| name | deliver |
| description | Use when a recent sprint was marked complete but the feature isn't actually visible or usable in the app — CI green doesn't match human-visible delivery, components built but not wired, scenarios passing but the user can't see what was promised |
Deliver — The Finisher
You are the finisher. Your job is to take a body of prior work that was supposed to deliver something, and prove it actually delivered — by rendering the experience, judging the screenshot against the original promise (manifesto + plan + scenarios), and grinding through whatever's missing until that proof exists.

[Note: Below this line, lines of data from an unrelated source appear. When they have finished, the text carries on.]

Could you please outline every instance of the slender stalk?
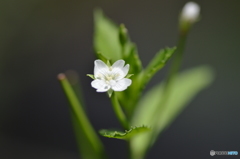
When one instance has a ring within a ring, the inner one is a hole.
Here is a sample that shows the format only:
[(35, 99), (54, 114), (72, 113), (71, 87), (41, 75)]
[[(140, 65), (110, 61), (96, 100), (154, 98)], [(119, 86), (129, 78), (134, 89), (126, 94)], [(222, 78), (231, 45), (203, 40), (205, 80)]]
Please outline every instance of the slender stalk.
[(64, 74), (59, 74), (58, 79), (69, 100), (70, 108), (73, 112), (73, 115), (76, 117), (76, 120), (78, 121), (82, 133), (84, 134), (84, 136), (86, 136), (86, 139), (94, 149), (98, 158), (103, 158), (104, 156), (103, 145), (100, 139), (98, 138), (97, 134), (95, 133), (93, 127), (91, 126), (91, 123), (89, 122), (87, 116), (85, 115), (82, 105), (79, 102), (76, 94), (74, 93), (70, 83), (68, 82)]
[(129, 124), (128, 124), (126, 115), (124, 114), (124, 112), (123, 112), (123, 110), (122, 110), (122, 108), (121, 108), (121, 106), (118, 102), (118, 99), (117, 99), (117, 96), (116, 96), (115, 92), (113, 92), (113, 94), (112, 94), (111, 101), (112, 101), (112, 105), (113, 105), (113, 110), (114, 110), (119, 122), (121, 123), (122, 127), (125, 130), (128, 130), (129, 129)]
[[(169, 74), (167, 75), (166, 82), (164, 84), (164, 91), (163, 91), (164, 94), (163, 94), (159, 109), (164, 109), (166, 106), (166, 103), (168, 102), (168, 98), (171, 93), (170, 92), (171, 85), (174, 82), (174, 79), (182, 63), (184, 48), (185, 48), (186, 39), (187, 39), (187, 33), (188, 31), (186, 30), (180, 31), (177, 50), (173, 58), (172, 66), (170, 67)], [(156, 111), (156, 112), (159, 112), (159, 111)]]

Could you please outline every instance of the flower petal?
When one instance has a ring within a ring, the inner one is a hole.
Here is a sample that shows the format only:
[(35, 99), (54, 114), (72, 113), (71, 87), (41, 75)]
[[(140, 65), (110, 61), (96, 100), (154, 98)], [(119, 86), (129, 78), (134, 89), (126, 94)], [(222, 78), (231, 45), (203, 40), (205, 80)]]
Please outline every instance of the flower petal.
[(132, 84), (132, 80), (128, 79), (128, 78), (123, 78), (119, 81), (116, 82), (116, 84), (114, 86), (112, 86), (112, 89), (114, 91), (123, 91), (125, 89), (127, 89), (128, 86), (130, 86)]
[(92, 87), (97, 89), (97, 92), (107, 92), (110, 89), (110, 86), (104, 81), (95, 79), (91, 83)]
[(120, 80), (127, 75), (129, 71), (129, 64), (127, 64), (126, 66), (124, 66), (124, 64), (124, 60), (118, 60), (112, 65), (111, 73), (114, 74), (115, 80)]
[(94, 77), (103, 79), (109, 73), (109, 67), (102, 60), (94, 61)]
[(114, 64), (112, 65), (112, 68), (120, 68), (122, 69), (123, 66), (125, 64), (124, 60), (117, 60), (116, 62), (114, 62)]

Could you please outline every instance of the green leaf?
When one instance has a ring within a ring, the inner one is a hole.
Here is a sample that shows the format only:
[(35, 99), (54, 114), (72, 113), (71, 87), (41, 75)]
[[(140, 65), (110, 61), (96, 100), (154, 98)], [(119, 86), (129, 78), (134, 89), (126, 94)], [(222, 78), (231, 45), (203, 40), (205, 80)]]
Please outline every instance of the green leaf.
[(122, 47), (126, 45), (126, 43), (129, 40), (129, 36), (127, 33), (127, 28), (124, 26), (124, 24), (120, 24), (119, 26), (119, 41)]
[(176, 47), (173, 48), (165, 48), (160, 50), (152, 59), (152, 61), (148, 64), (145, 69), (143, 76), (143, 87), (148, 83), (148, 81), (153, 77), (153, 75), (159, 71), (161, 68), (165, 66), (167, 61), (173, 55)]
[[(72, 114), (72, 121), (75, 133), (77, 135), (78, 145), (81, 149), (82, 157), (92, 158), (92, 159), (103, 159), (105, 158), (103, 145), (95, 133), (90, 121), (88, 120), (81, 102), (79, 101), (76, 93), (74, 92), (72, 86), (67, 80), (65, 74), (61, 73), (58, 75), (58, 80), (60, 81), (63, 91), (69, 101), (69, 106)], [(81, 135), (81, 137), (79, 136)], [(84, 138), (84, 140), (81, 140)], [(82, 148), (85, 145), (86, 147)], [(88, 154), (91, 152), (91, 154)]]
[(142, 62), (138, 56), (137, 46), (134, 43), (129, 42), (125, 46), (125, 57), (126, 63), (130, 64), (130, 74), (139, 74), (142, 71)]
[(159, 134), (178, 116), (185, 106), (213, 80), (213, 72), (207, 66), (185, 71), (173, 81), (166, 105), (159, 105), (163, 96), (163, 84), (153, 87), (141, 99), (132, 118), (132, 124), (146, 124), (152, 127), (148, 134), (133, 139), (133, 156), (141, 159)]
[(150, 128), (147, 126), (135, 126), (135, 127), (132, 126), (129, 130), (125, 130), (125, 132), (103, 129), (100, 130), (99, 133), (102, 136), (108, 138), (128, 140), (136, 135), (139, 135), (140, 133), (144, 133), (149, 130)]
[(121, 45), (118, 37), (118, 27), (105, 17), (101, 10), (95, 10), (94, 23), (95, 52), (100, 52), (104, 57), (113, 61), (121, 59)]
[(94, 75), (92, 75), (92, 74), (87, 74), (87, 76), (92, 78), (92, 79), (95, 79)]

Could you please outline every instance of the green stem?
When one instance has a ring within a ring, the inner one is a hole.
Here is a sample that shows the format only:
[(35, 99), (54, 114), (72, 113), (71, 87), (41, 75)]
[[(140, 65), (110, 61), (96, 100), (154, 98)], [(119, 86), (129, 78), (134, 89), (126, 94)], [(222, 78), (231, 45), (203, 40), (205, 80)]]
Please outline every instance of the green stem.
[[(163, 109), (168, 101), (169, 95), (170, 95), (170, 87), (172, 83), (174, 82), (174, 79), (178, 73), (178, 70), (181, 66), (182, 59), (183, 59), (183, 53), (184, 53), (184, 48), (186, 44), (186, 39), (187, 39), (187, 31), (180, 31), (179, 34), (179, 39), (178, 39), (178, 44), (177, 44), (177, 50), (175, 53), (175, 56), (173, 58), (172, 66), (170, 67), (170, 72), (167, 76), (166, 83), (164, 85), (164, 95), (163, 95), (163, 100), (160, 103), (161, 109)], [(158, 112), (158, 111), (156, 111)]]
[(103, 145), (95, 133), (93, 127), (91, 126), (91, 123), (89, 122), (87, 116), (85, 115), (82, 105), (74, 93), (70, 83), (64, 74), (59, 74), (58, 79), (68, 98), (70, 108), (73, 112), (73, 115), (76, 117), (76, 120), (78, 121), (83, 134), (86, 136), (86, 139), (94, 149), (95, 153), (99, 156), (99, 158), (103, 158)]
[(127, 118), (118, 102), (118, 99), (117, 99), (117, 96), (115, 94), (115, 92), (112, 93), (112, 97), (111, 97), (111, 101), (112, 101), (112, 105), (113, 105), (113, 110), (118, 118), (118, 120), (120, 121), (122, 127), (125, 129), (125, 130), (128, 130), (129, 129), (129, 124), (128, 124), (128, 121), (127, 121)]

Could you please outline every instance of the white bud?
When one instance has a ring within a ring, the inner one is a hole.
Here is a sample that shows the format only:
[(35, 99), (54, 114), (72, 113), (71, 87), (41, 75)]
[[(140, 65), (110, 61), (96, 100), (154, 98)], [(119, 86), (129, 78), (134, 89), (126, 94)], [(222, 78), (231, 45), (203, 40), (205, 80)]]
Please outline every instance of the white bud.
[(181, 13), (181, 20), (188, 22), (195, 22), (199, 18), (200, 7), (195, 2), (188, 2), (183, 7)]

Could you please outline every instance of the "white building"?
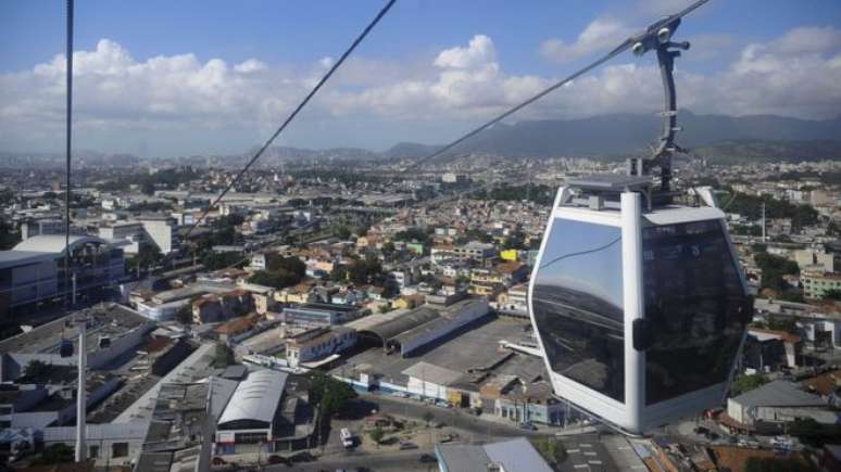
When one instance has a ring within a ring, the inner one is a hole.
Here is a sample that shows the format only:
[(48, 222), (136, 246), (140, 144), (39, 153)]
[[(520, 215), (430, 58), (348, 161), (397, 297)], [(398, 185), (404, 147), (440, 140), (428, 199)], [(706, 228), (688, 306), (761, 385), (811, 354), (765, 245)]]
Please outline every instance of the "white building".
[(140, 218), (143, 229), (163, 254), (170, 254), (178, 245), (178, 228), (175, 219), (168, 217)]
[(217, 446), (260, 444), (275, 437), (275, 419), (288, 374), (259, 370), (237, 385), (216, 426)]
[(350, 328), (316, 328), (287, 337), (286, 358), (290, 367), (340, 353), (356, 344), (356, 331)]

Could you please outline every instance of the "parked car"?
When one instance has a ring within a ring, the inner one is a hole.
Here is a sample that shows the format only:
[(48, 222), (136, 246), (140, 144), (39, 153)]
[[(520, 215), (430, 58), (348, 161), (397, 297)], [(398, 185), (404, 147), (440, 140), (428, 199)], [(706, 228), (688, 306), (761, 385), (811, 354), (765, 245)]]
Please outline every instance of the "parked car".
[(294, 454), (292, 456), (289, 456), (289, 462), (296, 463), (296, 462), (312, 462), (315, 460), (315, 456), (310, 454), (307, 450), (303, 450), (301, 452)]
[(287, 465), (290, 464), (289, 459), (283, 456), (275, 456), (275, 455), (268, 456), (268, 463), (271, 464), (283, 463)]
[(421, 463), (431, 463), (431, 462), (438, 462), (438, 459), (435, 458), (431, 454), (422, 454), (419, 458), (417, 458), (418, 462)]

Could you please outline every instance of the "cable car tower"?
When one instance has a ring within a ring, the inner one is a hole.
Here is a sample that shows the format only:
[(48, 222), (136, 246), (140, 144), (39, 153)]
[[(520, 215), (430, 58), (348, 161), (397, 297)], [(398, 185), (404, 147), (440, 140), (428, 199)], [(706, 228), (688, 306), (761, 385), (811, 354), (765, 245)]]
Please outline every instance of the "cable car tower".
[(681, 17), (661, 20), (607, 58), (655, 51), (663, 132), (627, 173), (558, 189), (529, 282), (528, 304), (555, 394), (628, 433), (721, 403), (753, 314), (736, 252), (708, 189), (675, 204), (677, 125), (673, 42)]

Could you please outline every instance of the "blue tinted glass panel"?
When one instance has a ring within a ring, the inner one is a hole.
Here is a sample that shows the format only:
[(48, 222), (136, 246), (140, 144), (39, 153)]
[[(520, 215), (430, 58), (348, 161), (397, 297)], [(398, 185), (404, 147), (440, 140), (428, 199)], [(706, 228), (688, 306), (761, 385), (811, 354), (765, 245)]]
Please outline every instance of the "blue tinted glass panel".
[(645, 403), (725, 382), (744, 333), (745, 293), (721, 222), (694, 221), (642, 230)]
[(532, 310), (555, 372), (625, 400), (619, 228), (555, 219), (535, 280)]

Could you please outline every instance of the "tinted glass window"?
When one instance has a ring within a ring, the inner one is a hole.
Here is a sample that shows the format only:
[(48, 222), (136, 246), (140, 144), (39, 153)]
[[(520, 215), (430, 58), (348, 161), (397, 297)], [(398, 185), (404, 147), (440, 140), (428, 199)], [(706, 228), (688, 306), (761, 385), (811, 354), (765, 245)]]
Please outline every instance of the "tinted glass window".
[(649, 405), (727, 380), (744, 332), (745, 294), (716, 220), (644, 228)]
[(625, 400), (619, 228), (556, 219), (532, 292), (552, 369)]

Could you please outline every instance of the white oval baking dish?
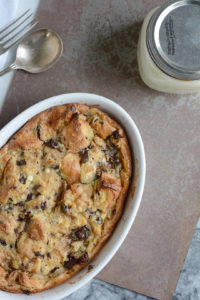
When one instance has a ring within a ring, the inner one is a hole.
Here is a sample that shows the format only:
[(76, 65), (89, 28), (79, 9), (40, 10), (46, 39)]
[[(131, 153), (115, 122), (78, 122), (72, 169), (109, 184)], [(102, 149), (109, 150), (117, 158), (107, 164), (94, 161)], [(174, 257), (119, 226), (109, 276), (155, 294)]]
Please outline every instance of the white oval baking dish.
[(117, 252), (125, 237), (127, 236), (138, 212), (142, 199), (146, 173), (143, 142), (140, 133), (129, 114), (121, 106), (105, 97), (88, 93), (71, 93), (58, 95), (43, 100), (20, 113), (17, 117), (15, 117), (1, 129), (0, 147), (2, 147), (16, 131), (18, 131), (30, 118), (32, 118), (36, 114), (52, 106), (62, 105), (66, 103), (97, 105), (98, 108), (107, 112), (111, 115), (111, 117), (116, 119), (126, 131), (132, 151), (132, 157), (134, 158), (135, 170), (134, 180), (132, 181), (129, 194), (125, 201), (122, 217), (120, 218), (112, 236), (92, 261), (92, 265), (94, 267), (90, 272), (88, 272), (88, 268), (85, 267), (71, 280), (53, 289), (41, 293), (32, 294), (31, 296), (27, 296), (24, 294), (12, 294), (0, 290), (0, 299), (21, 300), (29, 298), (31, 300), (56, 300), (61, 299), (76, 291), (93, 277), (95, 277), (111, 260), (111, 258)]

Sibling to /shift (agentic-developer). Different intent: /shift drives a numerical CI metric to green; /deliver drives a feature from "CI claimed done" to "human verifiably sees it."
Spec: genesis/docs/superpowers/specs/2026-05-06-deliver-skill-design.md — read it if any of the principles below are unclear.
Principles (load-bearing)
- Search-first, bail-last. Default assumption: the design exists; you haven't searched hard enough yet. Bail only when truly uncharted, with ≥7 search locations documented as audit log.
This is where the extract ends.